As far as I know they are the same, at least in modern OS’s running on top of Intel processors.
Let me try to define two notions before I explain more:
- Physical Address: The address of where something is physically located in the RAM chip.
- Logical/Virtual Address: The address that your program uses to reach its things. It’s typically converted to a physical address later by a hardware chip (mostly, not even the CPU is aware really of this conversion).
Virtual/Logical Address
The virtual address is well, a virtual address, the OS along with a hardware circuit called the MMU (Memory Management Unit) delude your program that it’s running alone in the system, it’s got the whole address space(having 32-bits system means your program will think it has 4 GBs of RAM; roughly speaking).
Obviously, if you have more than one program running at the time (you always do, GUI, Init process, Shell, clock app, calendar, whatever), this won’t work.
What will happen is that the OS will put most of your program memory in the hard disk, the parts it uses the most will be present in the RAM, but hey, that doesn’t mean they’ll have the address you and your program know.
Example: Your process might have a variable named (counter) that’s given the virtual address 0xff (imaginably. ) and another variable named (oftenNotUsed) that’s given the virtual address (0xaa).
If you read the assembly of your compiled code after all linking’s happened, you’ll be accessing them using those addresses but well, the (oftenNotUsed) variable won’t be really there in RAM at 0xaa, it’ll be in the hard disk because the process is not using it.
Moreover, the variable (counter) probably won’t be physically at (0xff), it’ll be somewhere else in RAM, when your CPU tries to fetch what’s in 0xff, the MMU and a part of the OS, will do a mapping and get that variable from where it’s really available in the RAM, the CPU won’t even notice it wasn’t in 0xff.
Now what happens if your program asks for the (oftenNotUsed) variable? The MMU+OS will notice this ‘miss’ and will fetch it for the CPU from the Harddisk into RAM then hand it over to the CPU as if it were in the address (0xaa); this fetching means some data that was present in RAM will be sent back to the Harddisk.
Now imagine this running for every process in your system. Every process thinks they have 4GB of RAMs, no one actually have that but everything works because everyone has some parts of their program available physically in the RAM but most of the program resides in the HardDisk. Don’t confuse this part of the program memory being put in HD with the program data you can access through file operations.
Summary
Virtual address: The address you use in your programs, the address that your CPU use to fetch data, is not real and gets translated via MMU to some physical address; everyone has one and its size depends on your system(Linux running 32-bit has 4GB address space)
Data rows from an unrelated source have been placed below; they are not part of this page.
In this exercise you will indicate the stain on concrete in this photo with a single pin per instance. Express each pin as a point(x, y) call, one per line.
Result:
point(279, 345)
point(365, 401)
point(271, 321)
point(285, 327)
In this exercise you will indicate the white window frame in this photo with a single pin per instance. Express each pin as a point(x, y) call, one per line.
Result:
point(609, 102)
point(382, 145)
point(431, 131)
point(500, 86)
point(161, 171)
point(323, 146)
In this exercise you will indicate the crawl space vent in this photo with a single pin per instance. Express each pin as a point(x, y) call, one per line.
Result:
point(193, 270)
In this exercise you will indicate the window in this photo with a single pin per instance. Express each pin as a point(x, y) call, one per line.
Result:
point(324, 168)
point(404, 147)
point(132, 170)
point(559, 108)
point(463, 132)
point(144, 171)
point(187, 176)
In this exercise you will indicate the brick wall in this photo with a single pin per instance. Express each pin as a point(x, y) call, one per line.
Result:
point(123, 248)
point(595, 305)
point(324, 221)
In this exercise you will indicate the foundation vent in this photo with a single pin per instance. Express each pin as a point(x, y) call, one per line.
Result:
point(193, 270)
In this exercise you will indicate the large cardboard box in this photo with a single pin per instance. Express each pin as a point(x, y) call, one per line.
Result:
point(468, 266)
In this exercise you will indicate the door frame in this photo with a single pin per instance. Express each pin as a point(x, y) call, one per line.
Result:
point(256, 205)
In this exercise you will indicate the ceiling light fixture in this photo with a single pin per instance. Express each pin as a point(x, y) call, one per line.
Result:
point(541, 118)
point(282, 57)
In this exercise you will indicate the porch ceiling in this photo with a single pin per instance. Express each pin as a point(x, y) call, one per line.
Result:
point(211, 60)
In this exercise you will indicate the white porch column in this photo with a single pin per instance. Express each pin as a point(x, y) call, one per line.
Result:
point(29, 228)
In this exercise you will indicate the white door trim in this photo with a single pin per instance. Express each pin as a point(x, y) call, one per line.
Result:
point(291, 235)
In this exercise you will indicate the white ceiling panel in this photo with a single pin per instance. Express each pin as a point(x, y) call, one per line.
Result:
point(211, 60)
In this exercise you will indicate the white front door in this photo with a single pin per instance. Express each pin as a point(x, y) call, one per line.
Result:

Physical address: The address you’ll never reach if you’re running on top of an OS. It’s where your data, regardless of its virtual address, resides in RAM. This will change if your data is sent back and forth to the hard disk to accommodate more space for other processes.
All of what I have mentioned above, although it’s a simplified version of the whole concept, is what’s called the memory management part of the the computer system.
Consequences of this system
- Processes cannot access each other memory, everyone has their separate virtual addresses and every process gets a different translation to different areas even though sometimes you may look and find that two processes try to access the same virtual address.
- This system works well as a caching system, you typically don’t use the whole 4GB you have available, so why waste that? let others share it and let them use it too; when your process needs more, the OS will fetch your data from the HD and replace other process’ data, at an expense of course.